With a strong screening process in place, you can make informed hiring decisions and ensure that you bring the right people onto your team. In addition to being a health risk, making a bad hire could end up hurting your business and costing you money. So take a look at the following screening methods and put one or all of them into place in order to hire the right candidate the first time around.
Run a background check
When you run a background check, you can confirm that a client is who they say they are. Whether you want to do a background check, check their credit, or confirm their educational background, it’s now easier than ever before. You can conduct a simple background check online at an affordable price. And it’s well worth the investment, since a background check can provide you with a more comprehensive view of a candidate before extending an offer, and make you less vulnerable to a negligent hiring lawsuit should one arise in the future.
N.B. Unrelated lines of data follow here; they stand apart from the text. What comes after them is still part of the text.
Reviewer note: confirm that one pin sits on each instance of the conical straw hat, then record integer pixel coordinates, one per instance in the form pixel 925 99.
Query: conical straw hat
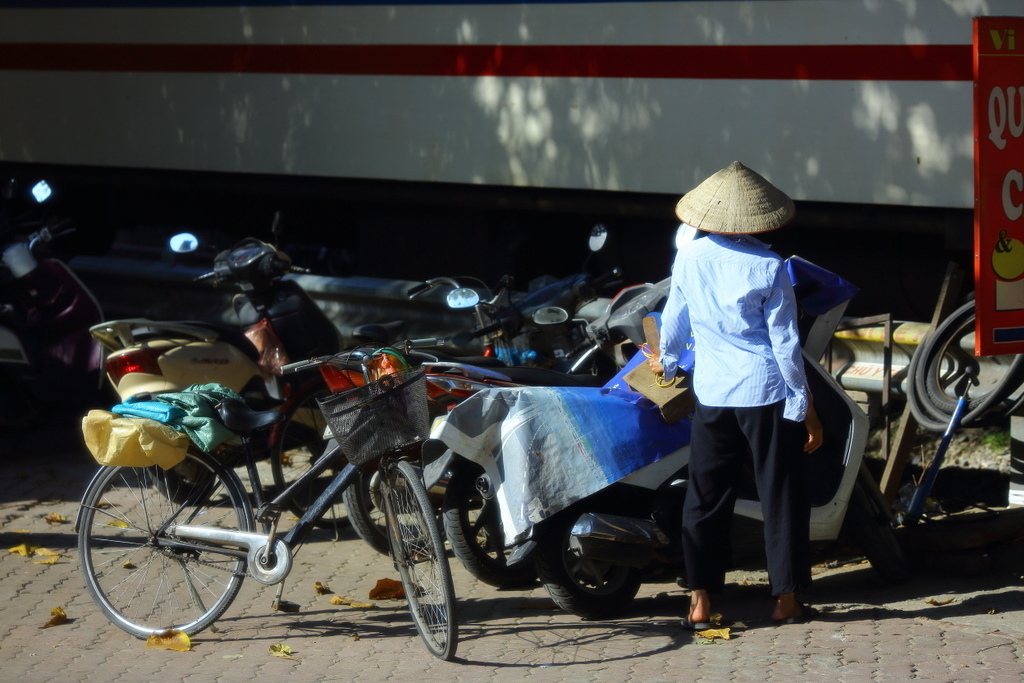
pixel 735 201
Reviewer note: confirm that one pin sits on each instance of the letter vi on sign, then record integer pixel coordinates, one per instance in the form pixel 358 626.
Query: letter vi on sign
pixel 998 156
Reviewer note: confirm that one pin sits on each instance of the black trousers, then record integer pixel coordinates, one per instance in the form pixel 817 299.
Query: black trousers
pixel 721 441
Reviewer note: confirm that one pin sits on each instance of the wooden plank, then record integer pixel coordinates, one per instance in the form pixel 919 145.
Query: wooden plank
pixel 907 432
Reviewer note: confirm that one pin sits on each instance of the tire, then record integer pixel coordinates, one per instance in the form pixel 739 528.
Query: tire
pixel 297 443
pixel 418 552
pixel 473 527
pixel 945 355
pixel 366 509
pixel 587 588
pixel 142 585
pixel 867 521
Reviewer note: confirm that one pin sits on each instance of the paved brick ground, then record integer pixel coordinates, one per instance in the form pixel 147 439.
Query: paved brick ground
pixel 936 628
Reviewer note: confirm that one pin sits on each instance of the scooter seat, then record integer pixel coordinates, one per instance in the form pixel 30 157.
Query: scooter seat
pixel 243 420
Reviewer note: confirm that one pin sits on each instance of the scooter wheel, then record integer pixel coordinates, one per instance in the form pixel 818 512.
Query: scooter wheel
pixel 944 356
pixel 591 589
pixel 867 521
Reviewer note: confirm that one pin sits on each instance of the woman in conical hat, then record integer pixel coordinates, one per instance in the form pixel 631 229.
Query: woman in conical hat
pixel 733 294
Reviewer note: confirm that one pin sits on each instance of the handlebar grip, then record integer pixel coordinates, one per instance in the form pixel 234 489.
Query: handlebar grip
pixel 413 291
pixel 431 342
pixel 290 368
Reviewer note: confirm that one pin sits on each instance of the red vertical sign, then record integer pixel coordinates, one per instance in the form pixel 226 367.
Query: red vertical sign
pixel 998 177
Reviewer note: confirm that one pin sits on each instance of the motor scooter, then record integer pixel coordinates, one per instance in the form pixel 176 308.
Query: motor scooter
pixel 542 328
pixel 278 322
pixel 588 483
pixel 47 356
When you create a job posting, ask applicants to include a few references, with contact information, in addition to their resume. Personal or professional references may be able to provide you with valuable details about a candidate. By reaching out to a candidate’s references, you’ll gain insight about who they are as a person and a worker from people who have known them for a while.
Look at social media
Before making any hiring decisions, take a look at a candidate’s social media accounts. This is just to ensure that they aren’t posting anything grossly irresponsible, or promoting anything that you wouldn’t want your company to be associated with. Keep in mind that if they maintain public social media profiles, your clients and work associates will be able to see them, and their content could reflect on your company.
It can be difficult to deal with the drastic changes that COVID-19 has brought about in the workplace. However, you can take steps to adapt to these new conditions and, in most cases, keep your business running. The only way you’ll be able to keep it running, though, is by reducing the risks you face. So get organized and institute measures to prevent the spread of the virus, come up with a plan in case of an outbreak, and, finally, hire responsible people who can be trusted to carefully follow your new policies.